Deadly attack on Tel Aviv gay centre hits too close to home

Vancouverite's murdered cousin was a centre volunteer


I woke up on Pride Sunday to the devastating news of the attack on the gay youth centre in Tel Aviv, Israel.

For my friend Carmel Tanaka, the violence struck far closer to home.

The attack, in which a sole masked gunman entered the youth centre on Aug 1 and shot 13 people, claimed two lives. One of them was a 26-year-old volunteer at the centre, Nir Katz — and Carmel’s cousin.

“He truly was a sensitive soul, who really did care about everyone,” Carmel told me. “It was no way for him to go. He was helping youth, who were just figuring out their sexual identity, as he hadn’t gotten such support when he was growing up. I went on occasion with him to the centre. It used to be a safe haven.”

The other shooting fatality, Liz Tarboushi, 17, was at the centre supporting a friend who had just come out.

Of the 11 others shot, four were left in critical condition.

The murderer has not been identified and the chance that anyone will ever be brought to justice seems remote.

Now, the gay youth centre is closed. The gay nightclubs and bars are closed — for fear of more violence.

Tel Aviv is normally an oasis of gay liberation in the sea of repression that is the Middle East. Although there is a strong contingent of religious opposition to gay rights and gay people in Israel, as there is everywhere, Israeli law mandates equality.

Some Israelis have speculated that vitriolic anti-gay rhetoric from some political and religious leaders created an environment in which an act like this was made possible. The truth is, we simply do not know who did it or what beyond pathological homophobia drove his actions.

For me, the news cast a deep pall over Pride here in Vancouver. We live everyday knowing that gay Vancouverites and Canadians may be the luckiest gay people in the world. Elsewhere, oppression, execution and “honour” killings are everyday reality for gays and lesbians.

Gay Canadians are right to celebrate the freedoms and acceptance we have won, but I wonder if we couldn’t — shouldn’t — be doing more for our sisters and brothers globally.

When I returned to my office at UBC’s Hillel House after our Pride long weekend, I discussed what had happened with my colleagues, including Jonathan Lerner, the out gay president of Alpha Epsilon Pi, a traditionally Jewish fraternity housed at Hillel.

Jono and I decided that, at the least, we would set up a Facebook page and a donations link to support the Tel Aviv centre, whose existence is plainly more crucial than ever.

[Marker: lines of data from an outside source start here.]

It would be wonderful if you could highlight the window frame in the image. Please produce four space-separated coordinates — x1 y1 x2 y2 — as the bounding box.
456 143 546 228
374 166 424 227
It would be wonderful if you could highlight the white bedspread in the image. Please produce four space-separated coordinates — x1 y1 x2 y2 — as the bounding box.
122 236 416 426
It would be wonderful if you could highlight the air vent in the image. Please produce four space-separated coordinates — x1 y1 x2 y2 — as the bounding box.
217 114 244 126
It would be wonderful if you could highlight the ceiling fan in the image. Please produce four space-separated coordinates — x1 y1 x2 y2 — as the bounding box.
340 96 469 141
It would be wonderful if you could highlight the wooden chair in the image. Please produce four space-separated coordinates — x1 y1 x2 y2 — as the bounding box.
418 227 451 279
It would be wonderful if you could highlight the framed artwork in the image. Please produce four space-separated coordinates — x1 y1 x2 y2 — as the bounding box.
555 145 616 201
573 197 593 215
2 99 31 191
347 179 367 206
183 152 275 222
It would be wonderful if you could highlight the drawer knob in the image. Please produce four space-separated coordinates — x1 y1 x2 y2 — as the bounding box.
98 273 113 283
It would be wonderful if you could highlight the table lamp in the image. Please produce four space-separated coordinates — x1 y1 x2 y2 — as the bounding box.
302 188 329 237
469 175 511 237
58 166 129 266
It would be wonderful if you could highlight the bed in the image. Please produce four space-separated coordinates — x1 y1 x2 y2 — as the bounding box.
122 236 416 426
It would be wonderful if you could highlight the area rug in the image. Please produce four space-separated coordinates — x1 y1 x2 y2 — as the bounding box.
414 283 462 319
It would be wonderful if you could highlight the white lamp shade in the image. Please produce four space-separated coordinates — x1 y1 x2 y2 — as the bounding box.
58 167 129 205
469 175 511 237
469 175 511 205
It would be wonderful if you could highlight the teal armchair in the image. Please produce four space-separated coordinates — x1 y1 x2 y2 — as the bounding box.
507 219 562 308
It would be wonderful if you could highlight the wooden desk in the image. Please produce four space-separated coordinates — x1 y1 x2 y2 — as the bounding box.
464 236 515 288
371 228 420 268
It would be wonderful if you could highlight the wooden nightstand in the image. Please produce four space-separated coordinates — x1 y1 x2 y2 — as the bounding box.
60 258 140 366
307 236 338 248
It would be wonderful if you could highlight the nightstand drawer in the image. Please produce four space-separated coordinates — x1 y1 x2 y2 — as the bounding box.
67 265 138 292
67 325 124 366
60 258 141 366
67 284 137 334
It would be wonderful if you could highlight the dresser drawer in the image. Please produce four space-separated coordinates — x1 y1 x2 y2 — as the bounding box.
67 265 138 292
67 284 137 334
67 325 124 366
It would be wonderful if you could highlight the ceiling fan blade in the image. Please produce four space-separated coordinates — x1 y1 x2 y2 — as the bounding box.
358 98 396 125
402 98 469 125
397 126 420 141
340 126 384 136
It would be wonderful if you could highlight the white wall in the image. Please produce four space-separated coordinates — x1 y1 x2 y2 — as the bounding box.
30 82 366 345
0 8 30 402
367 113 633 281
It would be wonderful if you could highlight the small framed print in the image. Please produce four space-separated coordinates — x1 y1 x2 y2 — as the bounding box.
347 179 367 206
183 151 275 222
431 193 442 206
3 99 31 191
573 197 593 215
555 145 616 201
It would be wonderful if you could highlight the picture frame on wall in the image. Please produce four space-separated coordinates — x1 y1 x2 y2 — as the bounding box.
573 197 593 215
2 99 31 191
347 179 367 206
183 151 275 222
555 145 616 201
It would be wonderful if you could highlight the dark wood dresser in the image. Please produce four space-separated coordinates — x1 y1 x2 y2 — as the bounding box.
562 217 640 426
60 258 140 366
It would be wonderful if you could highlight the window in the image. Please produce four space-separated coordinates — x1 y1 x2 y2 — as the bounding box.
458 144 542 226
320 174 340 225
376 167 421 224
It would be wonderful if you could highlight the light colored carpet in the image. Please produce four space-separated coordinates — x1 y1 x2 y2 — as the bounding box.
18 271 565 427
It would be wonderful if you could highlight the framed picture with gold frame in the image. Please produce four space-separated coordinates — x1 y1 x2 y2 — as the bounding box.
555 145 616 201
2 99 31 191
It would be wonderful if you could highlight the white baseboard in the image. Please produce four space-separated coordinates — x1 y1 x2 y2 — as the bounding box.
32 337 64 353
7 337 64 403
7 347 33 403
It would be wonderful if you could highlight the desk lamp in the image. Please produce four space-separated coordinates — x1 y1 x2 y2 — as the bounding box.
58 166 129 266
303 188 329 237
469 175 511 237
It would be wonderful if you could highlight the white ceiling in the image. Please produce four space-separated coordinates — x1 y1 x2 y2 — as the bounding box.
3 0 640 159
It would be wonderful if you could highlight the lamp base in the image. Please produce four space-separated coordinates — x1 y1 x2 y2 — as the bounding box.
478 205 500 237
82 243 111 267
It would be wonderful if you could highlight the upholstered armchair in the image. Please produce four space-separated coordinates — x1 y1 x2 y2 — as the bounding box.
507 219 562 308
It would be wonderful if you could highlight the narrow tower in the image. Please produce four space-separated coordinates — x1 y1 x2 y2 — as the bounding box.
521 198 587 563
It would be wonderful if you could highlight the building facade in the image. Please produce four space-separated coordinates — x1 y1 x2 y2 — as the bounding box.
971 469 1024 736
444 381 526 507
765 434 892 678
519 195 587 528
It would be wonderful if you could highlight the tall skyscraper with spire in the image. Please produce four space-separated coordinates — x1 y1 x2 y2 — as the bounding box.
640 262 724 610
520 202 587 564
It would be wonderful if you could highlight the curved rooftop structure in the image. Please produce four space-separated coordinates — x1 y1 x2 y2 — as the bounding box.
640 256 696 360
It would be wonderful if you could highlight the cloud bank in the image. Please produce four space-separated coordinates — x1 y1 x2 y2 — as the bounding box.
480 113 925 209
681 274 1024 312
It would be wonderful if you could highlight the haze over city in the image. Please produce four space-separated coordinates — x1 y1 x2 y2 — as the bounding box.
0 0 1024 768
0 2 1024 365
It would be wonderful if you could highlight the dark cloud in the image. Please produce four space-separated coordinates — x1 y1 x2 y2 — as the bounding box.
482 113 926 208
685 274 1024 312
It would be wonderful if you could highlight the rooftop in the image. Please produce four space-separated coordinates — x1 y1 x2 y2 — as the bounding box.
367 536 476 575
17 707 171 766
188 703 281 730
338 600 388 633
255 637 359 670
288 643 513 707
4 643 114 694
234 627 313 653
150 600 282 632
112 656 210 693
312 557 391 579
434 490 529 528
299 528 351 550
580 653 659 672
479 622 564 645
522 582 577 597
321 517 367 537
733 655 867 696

We had a connection to the centre, not only because of our Israeli friends and our own orientation. The founder and chair of the centre, a former Tel Aviv city counselor, Etai Pinkas, visited our campus earlier this year and spoke about gay life and rights in Israel .

 

It was after we set up the Facebook site that I got a message from Carmel. She was a student at UBC when I started working here and, as the daughter of an Israeli mother and Canadian father, has been back and forth between Israel and Vancouver a lot in recent years.

“I have not good news to tell you,” she wrote. “It has been a terrible nightmare for me because Nir Katz was my cousin, the same cousin I lived with for a year when I studied in Tel Aviv, and off and on when I came to visit.”

Carmel had spoken to Nir only three days before he was killed. He had asked her about cell phone plans in Vancouver, because he and Thomas, his partner of nearly five years, were planning to visit in March to get married.

After hearing the stunning news of the attack, Carmel became increasingly concerned when Nir did not respond to her emails. But the news made it sound like the yet-unnamed male victim was an employee of the centre, not a volunteer.

It was not until Carmel ’s mother arrived from Tel Aviv on the Monday after the attack that Carmel learned the full horror of the news. By then, she had already missed the funeral.

Carmel’s Jewish family is in Israel and she and her parents in Vancouver have been left to mourn largely alone.

But both Jewish tradition and human nature say no one should grieve alone.

We have decided to hold a vigil in support of Carmel and her family. They need the support of a community. We all do.